Overprotective mom reached for meat cleaver in defense

Published 12:37 pm Saturday, August 11, 2018

Sometimes out of the blue a letter arrives for me. I recognize the handwriting. I know it’s from Janie. Yes, Janie, a friend to remember. A friend I have cherished since I was around 11 or 12. In my memory, she remains a girl of 18. Two things about Janie stand out in my mind: her beauty and her giggles.

Janie worked in a coal mining camp commissary my mother ran during World War II. I think she hired Janie as her store clerk straight out of high school. Janie worked hard. She had a pleasant manner and was always laughing and joking. Mother was not pleased at times when Janie’s laughter exploded into uncontrollable giggles, especially if she drew me into her gales of laughter concerning something a customer said or did. She immediately disappeared to hide herself under a counter to try to muffle her giggles. It was twice as hard if I was stuffed under the counter laughing my head off too.

I got to know her after the school bus let me off in the afternoons. I headed straight for the store. If she and my mother were busy with customers, I had to wait on one of them to get me my after school snack. It was either a vanilla, strawberry, or chocolate double dip ice cream cone or a soft drink with a package of cookies. The drink, selected from the bottom of the meat display case, was always so cold, just on the verge of freezing. If Janie had no customers to serve, we always found something to discuss.

When Mother corrected me for something, Janie was my comforter. She knew how to make my tears vanish and bring on giggles. Mother told me years later that Janie actually pouted when my mother scolded me.

I was an only child. Janie grew up with three sisters. When you saw them together, they almost always got the giggles about something.

Aside from Janie’s giggling habit, Mother had one other problem with her—her beauty.
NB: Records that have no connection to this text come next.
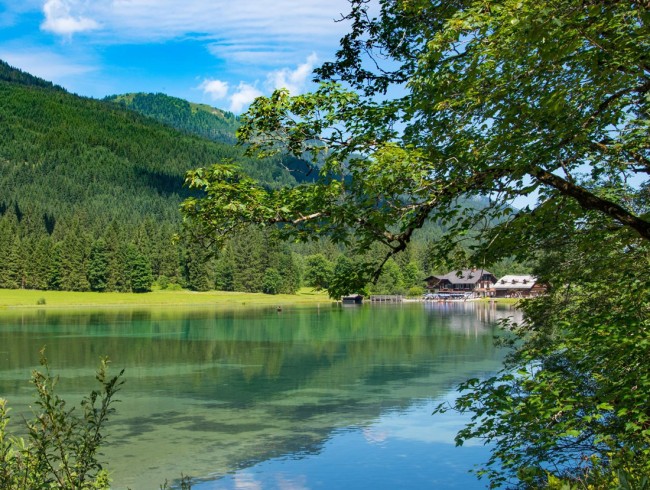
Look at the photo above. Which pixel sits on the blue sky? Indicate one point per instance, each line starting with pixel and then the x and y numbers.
pixel 211 51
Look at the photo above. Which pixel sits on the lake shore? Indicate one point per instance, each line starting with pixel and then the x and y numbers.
pixel 31 299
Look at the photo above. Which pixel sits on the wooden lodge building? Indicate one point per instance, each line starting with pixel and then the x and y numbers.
pixel 477 282
pixel 518 287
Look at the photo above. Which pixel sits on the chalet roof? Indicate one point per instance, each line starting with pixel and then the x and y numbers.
pixel 516 282
pixel 466 276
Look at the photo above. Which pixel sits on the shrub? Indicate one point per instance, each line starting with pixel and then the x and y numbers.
pixel 61 449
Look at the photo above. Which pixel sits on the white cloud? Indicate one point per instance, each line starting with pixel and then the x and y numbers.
pixel 58 19
pixel 293 80
pixel 244 95
pixel 46 64
pixel 216 89
pixel 259 32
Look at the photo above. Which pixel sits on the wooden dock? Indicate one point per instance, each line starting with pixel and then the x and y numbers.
pixel 386 298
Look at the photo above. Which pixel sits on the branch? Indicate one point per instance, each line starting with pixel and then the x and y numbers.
pixel 590 201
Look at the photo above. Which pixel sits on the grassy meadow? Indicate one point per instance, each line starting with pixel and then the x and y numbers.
pixel 24 298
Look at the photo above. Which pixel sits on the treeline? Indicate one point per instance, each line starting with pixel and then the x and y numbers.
pixel 199 119
pixel 90 192
pixel 74 255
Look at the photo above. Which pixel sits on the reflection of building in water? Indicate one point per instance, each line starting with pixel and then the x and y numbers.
pixel 462 317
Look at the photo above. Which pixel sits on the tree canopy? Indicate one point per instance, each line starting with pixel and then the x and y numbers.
pixel 428 102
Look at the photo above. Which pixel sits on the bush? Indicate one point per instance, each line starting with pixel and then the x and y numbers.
pixel 61 449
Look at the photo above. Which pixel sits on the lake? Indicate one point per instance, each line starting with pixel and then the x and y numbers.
pixel 325 397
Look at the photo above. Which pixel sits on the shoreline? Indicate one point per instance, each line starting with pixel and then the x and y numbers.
pixel 28 299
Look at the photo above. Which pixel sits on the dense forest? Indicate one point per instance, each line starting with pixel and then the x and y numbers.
pixel 90 191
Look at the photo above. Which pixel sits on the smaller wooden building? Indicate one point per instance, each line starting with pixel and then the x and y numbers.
pixel 477 282
pixel 513 286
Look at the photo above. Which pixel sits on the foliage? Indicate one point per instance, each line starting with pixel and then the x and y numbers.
pixel 62 448
pixel 571 401
pixel 318 271
pixel 430 102
pixel 83 182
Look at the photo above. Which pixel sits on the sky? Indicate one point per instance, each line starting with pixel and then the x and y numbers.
pixel 223 53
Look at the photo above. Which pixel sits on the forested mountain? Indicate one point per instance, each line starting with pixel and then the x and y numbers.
pixel 199 119
pixel 89 191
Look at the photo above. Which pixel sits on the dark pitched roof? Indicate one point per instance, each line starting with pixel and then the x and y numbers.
pixel 466 276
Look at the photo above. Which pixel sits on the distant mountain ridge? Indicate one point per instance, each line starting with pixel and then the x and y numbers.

She had dark, curly, shoulder-length hair, long eyelashes, twinkling brown eyes, and a flawless peaches and cream complexion. Her teeth were white and even. Her smile was so winning she could have posed for toothpaste commercial. Every male customer who walked into the store couldn’t help noticing her. Some only admired her with a smile and their eyes. Several openly flirted with her.

Mother was protective of Janie. One day the Coca-Cola delivery man opened a swinging door to bring drink cases to the back of store. He just breezed on in without identifying himself. Mother mistook him for one of Janie’s amorous admirers. She reached for a meat cleaver on the butcher block seconds before she recognized him. It was clearly one of my mother’s most embarrassing moments. The delivery man always announced himself afterwards. I cannot remember if Janie got a giggle out of that. My parents and I certainly did.

 

 

 

Nina Keenam is a former newspaper reporter.